# My NEW HK P30 9mm, V1 LEM



## hiend (Feb 6, 2014)

[/URL][/IMG]


----------



## VAMarine (Dec 25, 2008)

Very cool. Like that knife.


----------



## hiend (Feb 6, 2014)

Thank you.
Beretta Tactical TKX 120 Fixed.


----------



## Spokes (Jun 1, 2008)

Nice P30, I have a P30LS. Like it a lot. Easy to shoot...


----------



## hiend (Feb 6, 2014)

Spokes said:


> Nice P30, I have a P30LS. Like it a lot. Easy to shoot...


Thank you. Originally I was looking for P30LS, but in the store I just find it P30 V1, LEM. Shoot excellent first 200 rnd. 115GR and 124GR, PMC, Fed Champ and Win NATO.
I looking now for the best Picatinny Weapon Light with Laser.


----------



## RadarContact (Nov 25, 2012)

I absolutely LOVE the grip in my hand, best on the market IMO. Almost made me buy the gun by itself.

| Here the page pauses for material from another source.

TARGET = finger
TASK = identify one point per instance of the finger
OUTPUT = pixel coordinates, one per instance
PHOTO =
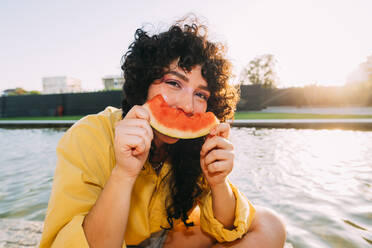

Congrats, it seems to be a great weapon.


----------



## boatdoc173 (Mar 15, 2014)

I love the feel of the p 30 ( I think mine also is a lem v1) and the way it handles BUT I am a newer shooter and unless I use a very slow trigger pull- I am not accurate with it

looking for H+K owners to suggest tips --posted on this site to obtain same

enjoy your toy-- I do love mine


----------